For the last four years and eight months I rode her like she was magic. She lasted through the 5th water Epic with Mark and Tige, the Mad Cow that chased Dave and I for a quarter of a mile, the mountain lion that stared Eric and me down 50 yards away, all the solo rides I went on because none of my friends could go. Six girlfriends! The endo that threw me into a poison ivy patch, the airport loop “trail” in Sedona that bucked me into a full roll over cactus, and the hundreds of near crashes (you know what I mean). She has ridden down the Poison Spider Portal four maybe five times (my head is still ringing from that huge rock that got in the way of a near perfect injury free endo, so I can’t remember).
She was with me or at least near me when I endoed on a steep singletrack up Windy Pass in the Wasatch and was hurled through the sky over a ledge only to be spared by the tender branches of a beautiful pine tree (no one still believes me that the tree saved me from death or at least from rolling down the side of a mountain, but it is true.
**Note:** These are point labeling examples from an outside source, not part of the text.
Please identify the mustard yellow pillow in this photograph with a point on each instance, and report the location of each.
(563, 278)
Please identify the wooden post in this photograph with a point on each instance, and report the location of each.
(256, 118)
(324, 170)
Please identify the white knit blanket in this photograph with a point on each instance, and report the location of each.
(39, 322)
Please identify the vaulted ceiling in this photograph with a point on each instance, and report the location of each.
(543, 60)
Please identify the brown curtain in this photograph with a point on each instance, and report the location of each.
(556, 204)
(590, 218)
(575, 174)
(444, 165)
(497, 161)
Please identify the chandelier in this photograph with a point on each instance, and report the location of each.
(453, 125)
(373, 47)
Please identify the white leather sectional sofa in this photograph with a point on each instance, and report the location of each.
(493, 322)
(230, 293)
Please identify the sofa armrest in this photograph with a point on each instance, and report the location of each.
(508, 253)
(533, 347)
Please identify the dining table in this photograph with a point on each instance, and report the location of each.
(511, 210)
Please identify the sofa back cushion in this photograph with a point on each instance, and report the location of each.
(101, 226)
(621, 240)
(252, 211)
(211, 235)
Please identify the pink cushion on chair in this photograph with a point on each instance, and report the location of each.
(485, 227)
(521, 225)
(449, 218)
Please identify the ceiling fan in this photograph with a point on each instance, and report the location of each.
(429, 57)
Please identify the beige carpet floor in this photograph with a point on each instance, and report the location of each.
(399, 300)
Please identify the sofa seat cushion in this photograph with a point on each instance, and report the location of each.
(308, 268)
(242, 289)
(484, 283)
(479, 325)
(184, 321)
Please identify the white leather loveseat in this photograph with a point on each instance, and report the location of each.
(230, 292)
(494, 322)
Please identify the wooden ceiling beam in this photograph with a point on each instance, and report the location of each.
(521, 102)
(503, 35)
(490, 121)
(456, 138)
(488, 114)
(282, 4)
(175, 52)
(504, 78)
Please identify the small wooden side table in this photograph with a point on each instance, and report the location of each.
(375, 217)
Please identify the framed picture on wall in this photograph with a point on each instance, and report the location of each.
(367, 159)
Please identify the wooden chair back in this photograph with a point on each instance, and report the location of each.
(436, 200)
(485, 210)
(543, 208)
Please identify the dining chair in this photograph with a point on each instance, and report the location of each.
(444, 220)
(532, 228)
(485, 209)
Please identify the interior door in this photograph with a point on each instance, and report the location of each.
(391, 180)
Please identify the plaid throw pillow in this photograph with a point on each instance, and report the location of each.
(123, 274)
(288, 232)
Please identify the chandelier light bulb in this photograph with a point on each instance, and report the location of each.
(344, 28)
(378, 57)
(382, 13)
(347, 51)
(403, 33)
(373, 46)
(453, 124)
That’s the only problem with solo riding, there’s no one to back up your miraculous crash stories) Ahh the Karakoram…
So I was cleaning her again yesterday morning, using my toothbrush to get inside the chainrings to clean the chain because I don’t believe in buying one of those chain cleaning thingers, when while gently wiping away the mud from my candy blue glittered with paint chips from various crashes Karakoram I noticed an unfamiliar paint chip array on the top tube weld joint with the head set. She was cracked! How could this happen? Maybe she wasn’t cracked, she just looked cracked…Careful examination revealed it was true, she had had it. I rode her so hard over the last four and a half years, she deserved a break. I had always thought she would last forever, and I would keep her even when I got a new bike, she was part of my soul, she made me the rider I am today. All these thoughts rode through my head…The thought of just sending her off to the junk pile was unbearable. Then I remembered, she had a lifetime warranty…
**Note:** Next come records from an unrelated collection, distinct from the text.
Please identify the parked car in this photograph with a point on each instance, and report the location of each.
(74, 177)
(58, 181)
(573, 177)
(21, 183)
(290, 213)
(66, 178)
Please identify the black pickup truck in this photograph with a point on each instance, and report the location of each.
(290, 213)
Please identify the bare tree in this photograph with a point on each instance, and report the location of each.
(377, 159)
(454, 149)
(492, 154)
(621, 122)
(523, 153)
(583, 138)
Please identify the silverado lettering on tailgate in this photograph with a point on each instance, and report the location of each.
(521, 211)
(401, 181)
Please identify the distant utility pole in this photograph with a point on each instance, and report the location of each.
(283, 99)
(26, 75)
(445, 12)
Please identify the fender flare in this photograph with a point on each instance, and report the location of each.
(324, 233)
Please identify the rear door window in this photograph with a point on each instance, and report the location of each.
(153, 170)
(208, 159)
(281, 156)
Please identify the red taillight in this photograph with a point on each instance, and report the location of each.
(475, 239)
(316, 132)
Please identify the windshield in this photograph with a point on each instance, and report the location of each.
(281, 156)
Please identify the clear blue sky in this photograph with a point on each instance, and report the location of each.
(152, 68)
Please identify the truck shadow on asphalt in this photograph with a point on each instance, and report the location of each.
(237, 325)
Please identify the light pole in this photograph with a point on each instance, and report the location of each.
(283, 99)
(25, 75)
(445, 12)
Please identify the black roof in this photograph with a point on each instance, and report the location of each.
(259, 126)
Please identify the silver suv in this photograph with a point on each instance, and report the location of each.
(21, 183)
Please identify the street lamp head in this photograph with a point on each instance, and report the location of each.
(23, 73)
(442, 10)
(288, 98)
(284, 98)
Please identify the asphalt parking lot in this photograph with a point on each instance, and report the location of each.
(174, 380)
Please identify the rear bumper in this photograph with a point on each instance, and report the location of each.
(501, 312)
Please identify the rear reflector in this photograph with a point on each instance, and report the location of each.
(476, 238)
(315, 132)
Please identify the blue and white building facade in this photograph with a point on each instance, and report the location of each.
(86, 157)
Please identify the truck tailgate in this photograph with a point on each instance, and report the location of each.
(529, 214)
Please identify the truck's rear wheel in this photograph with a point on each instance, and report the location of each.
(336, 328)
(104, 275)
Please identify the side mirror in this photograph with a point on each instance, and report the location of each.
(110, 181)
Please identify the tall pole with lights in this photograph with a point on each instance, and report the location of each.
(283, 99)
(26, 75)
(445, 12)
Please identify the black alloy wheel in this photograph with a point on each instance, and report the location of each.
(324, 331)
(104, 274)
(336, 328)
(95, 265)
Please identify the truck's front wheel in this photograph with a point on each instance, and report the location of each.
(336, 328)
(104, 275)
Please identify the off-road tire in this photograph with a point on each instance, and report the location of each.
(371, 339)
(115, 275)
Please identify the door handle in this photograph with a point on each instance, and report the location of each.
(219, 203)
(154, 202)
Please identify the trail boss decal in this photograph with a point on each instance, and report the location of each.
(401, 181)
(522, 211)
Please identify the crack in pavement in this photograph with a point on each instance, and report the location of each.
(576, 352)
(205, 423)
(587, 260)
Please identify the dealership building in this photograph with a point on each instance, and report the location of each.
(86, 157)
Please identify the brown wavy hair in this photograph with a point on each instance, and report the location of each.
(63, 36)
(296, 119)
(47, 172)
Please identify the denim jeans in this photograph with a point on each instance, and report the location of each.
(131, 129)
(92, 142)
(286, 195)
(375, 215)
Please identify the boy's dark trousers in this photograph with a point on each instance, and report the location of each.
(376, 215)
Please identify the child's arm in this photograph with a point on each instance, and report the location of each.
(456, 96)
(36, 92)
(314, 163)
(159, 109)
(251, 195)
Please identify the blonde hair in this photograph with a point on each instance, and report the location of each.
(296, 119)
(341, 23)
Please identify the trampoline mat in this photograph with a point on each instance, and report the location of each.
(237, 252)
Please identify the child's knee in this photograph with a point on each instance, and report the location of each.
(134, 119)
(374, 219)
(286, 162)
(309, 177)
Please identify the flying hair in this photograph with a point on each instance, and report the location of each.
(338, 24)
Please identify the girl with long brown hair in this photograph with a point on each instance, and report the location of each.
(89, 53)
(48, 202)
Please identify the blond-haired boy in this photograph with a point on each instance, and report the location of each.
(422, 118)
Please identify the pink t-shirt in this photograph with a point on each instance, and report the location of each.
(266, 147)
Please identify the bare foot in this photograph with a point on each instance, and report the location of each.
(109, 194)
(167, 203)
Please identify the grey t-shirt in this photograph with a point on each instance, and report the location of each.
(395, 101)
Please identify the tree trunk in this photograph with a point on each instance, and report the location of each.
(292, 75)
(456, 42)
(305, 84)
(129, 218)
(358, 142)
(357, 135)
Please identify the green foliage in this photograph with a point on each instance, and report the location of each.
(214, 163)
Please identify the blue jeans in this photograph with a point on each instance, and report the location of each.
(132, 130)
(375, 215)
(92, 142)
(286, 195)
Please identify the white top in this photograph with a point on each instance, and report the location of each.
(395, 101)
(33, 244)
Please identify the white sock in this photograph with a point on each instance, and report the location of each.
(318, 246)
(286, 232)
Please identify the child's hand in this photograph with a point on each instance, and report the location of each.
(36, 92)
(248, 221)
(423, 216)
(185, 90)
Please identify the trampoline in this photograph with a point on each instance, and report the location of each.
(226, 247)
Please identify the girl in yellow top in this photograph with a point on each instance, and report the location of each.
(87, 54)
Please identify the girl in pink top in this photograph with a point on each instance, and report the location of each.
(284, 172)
So I called a few bike shops, they said the red tape could take months…Then I called GT, they told me I needed to take her in to a dealer to assess the damage. Was it normal wear, manufacture defect, or neglect? Neglect? It couldn’t be, I cared for her every day. Sure I pushed her but it was only within her potential. One dealer told me to leave the bike with him while I went home to find the paperwork on my four and a half-year-old bike. Like it was neatly stored away in a filing cabinet labeled “Bike Paperwork”. Get real. Was it was mixed up somewhere in a box of old bike parts that I couldn’t throw away. Or was it with the Mag 21 rebuild kit I bought but never used cuz that Mag 21 keeps on rebounding fine. Most likely it was with all the unaccounted for tire tread rubber that this month issue of Bike Magazine so thoughtfully brings to light.
The dealer said he had to mail the frame to GT, and they had the final say on the condition. No way was I doing that, I needed to find a dealer I could trust and that could trust me, one that cared about me and my passion for riding. And that was the Mom and Pop Bike/Lawnmower shop down the street. To my surprise they were also a GT dealer! The very kind and skilled dealer that looked at her concluded that it was not normal, nor was it neglect. A few phone calls later, GT is sending me a new frame. And not only a new frame, but the Karakoram’s rich cousin the Avalanche. So in my own slow paced way I’m finally joining my friends in tier two with an Aluminum upgrade. Who knows five years from now I just might join the Full bounce Bettie Team.